Finance verte en pleine ascension

18/09/2025

Par : James Régent

À l'orée de la seconde moitié des années 2020, le monde bancaire s'engage de plus en plus dans une mutation profonde, portée par la nécessité urgente de répondre aux défis climatiques et sociaux. Les banques écologistes, ou banques éthiques et éco-responsables, se positionnent désormais comme des acteurs incontournables d'une finance durable, à la fois conscientes de leur poids dans l'économie globale et soucieuses d'orienter l'épargne vers des projets respectueux de l'environnement. Ce mouvement dépasse le simple verdissement cosmétique ; il incarne une véritable refondation des modèles bancaires traditionnels, mêlant transparence, engagement social et économiques verts. Financial Première fait le point.

Qu'est-ce qu'une banque écologiste ?

Une banque écologiste ne finance que des projets à impact positif sur l'environnement et la société, excluant totalement les activités polluantes comme les énergies fossiles, l'élevage intensif, ou les industries controversées. Ce modèle fonctionne souvent sur un modèle participatif, les clients sont associés aux choix d'investissements, ce principe renforce ainsi la gouvernance démocratique et transparente. À la différence des banques traditionnelles, ces établissements publient régulièrement une liste exhaustive des projets financés, assurant une transparence totale. Ainsi, La Nef, pionnière dans ce domaine, se distingue comme la banque la plus transparente de France, finançant uniquement des initiatives durables.

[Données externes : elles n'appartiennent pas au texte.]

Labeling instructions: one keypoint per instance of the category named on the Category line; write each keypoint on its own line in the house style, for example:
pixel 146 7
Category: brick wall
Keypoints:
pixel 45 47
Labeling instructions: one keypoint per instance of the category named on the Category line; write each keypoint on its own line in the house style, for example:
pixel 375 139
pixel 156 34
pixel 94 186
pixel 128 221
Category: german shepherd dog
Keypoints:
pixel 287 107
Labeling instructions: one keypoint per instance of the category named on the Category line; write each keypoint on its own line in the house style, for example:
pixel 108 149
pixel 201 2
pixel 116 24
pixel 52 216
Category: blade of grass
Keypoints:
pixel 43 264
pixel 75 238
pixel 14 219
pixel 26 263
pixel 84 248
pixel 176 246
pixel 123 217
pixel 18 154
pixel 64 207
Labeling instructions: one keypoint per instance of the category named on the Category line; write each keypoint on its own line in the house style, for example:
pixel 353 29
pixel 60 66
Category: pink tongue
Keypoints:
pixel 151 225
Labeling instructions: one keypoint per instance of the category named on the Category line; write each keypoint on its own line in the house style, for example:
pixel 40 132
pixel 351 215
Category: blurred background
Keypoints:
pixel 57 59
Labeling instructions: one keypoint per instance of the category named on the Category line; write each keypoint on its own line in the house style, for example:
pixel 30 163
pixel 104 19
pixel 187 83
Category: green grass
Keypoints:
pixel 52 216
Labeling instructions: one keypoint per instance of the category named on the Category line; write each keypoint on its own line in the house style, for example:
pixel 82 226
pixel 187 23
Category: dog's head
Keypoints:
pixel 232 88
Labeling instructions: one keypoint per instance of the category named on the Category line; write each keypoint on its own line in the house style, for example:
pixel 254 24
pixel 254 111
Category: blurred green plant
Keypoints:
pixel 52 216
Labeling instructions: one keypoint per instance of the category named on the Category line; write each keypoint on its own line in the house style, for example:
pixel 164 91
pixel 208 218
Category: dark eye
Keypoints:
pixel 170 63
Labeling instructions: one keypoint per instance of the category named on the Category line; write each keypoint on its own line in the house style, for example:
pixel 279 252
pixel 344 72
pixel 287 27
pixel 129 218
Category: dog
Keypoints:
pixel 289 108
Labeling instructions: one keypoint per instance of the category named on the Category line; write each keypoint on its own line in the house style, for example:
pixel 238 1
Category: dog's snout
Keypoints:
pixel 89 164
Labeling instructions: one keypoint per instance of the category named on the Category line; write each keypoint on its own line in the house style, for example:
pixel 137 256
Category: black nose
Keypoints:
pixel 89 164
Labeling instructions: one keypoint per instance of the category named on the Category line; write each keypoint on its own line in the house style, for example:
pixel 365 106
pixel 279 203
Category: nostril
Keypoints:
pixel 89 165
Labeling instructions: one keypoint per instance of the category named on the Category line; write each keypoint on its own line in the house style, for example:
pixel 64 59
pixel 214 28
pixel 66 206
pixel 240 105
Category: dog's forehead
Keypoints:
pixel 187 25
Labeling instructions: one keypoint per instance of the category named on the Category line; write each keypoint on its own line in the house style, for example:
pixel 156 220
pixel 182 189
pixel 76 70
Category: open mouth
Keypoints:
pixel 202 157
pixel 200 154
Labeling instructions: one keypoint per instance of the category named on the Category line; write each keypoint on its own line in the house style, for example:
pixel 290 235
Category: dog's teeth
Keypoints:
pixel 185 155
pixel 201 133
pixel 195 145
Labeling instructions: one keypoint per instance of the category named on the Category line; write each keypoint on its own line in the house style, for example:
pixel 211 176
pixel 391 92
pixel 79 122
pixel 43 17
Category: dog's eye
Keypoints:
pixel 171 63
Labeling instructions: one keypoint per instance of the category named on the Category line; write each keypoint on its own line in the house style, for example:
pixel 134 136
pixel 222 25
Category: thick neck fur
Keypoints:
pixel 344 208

Pouvoirs et capacités d'action des banques écologistes

Les banques écologistes possèdent des pouvoirs significatifs pour orienter l'économie vers la durabilité. Leur capacité principale réside dans la sélection rigoureuse des projets à financer, ceux qui, précisément, favorisent les énergies renouvelables, la rénovation thermique, l'agriculture durable, et les innovations pour la mobilité bas carbone. Elles s'appuient sur des critères stricts d'exclusion des industries polluantes et mettent en place des politiques internes pour réduire leur propre empreinte carbone. En outre, ces banques participent activement à la mobilisation citoyenne par des outils d'épargne solidaire. En effet, une partie des intérêts est reversée à des associations environnementales ou sociales. Notons l'avantage précieux de la sensibilisation du public dans la fourniture des outils destinés à mesurer l'empreinte carbone de leurs clients en proposant des solutions personnalisées dans la réduction de leur impact. Face aux exigences réglementaire croissantes, la montée des attentes citoyennes et la pression des Etats renforcent la régulation, poussant même les grands banques à s'aligner progressivement sur les objectifs de neutralité carbone. Cependant, les banques à vocation écologique, souvent petites et indépendantes, avancent plus rapidement sur ces enjeux, jouant un rôle de véritables laboratoires d'innovation sociale et environnementale dans le secteur financier.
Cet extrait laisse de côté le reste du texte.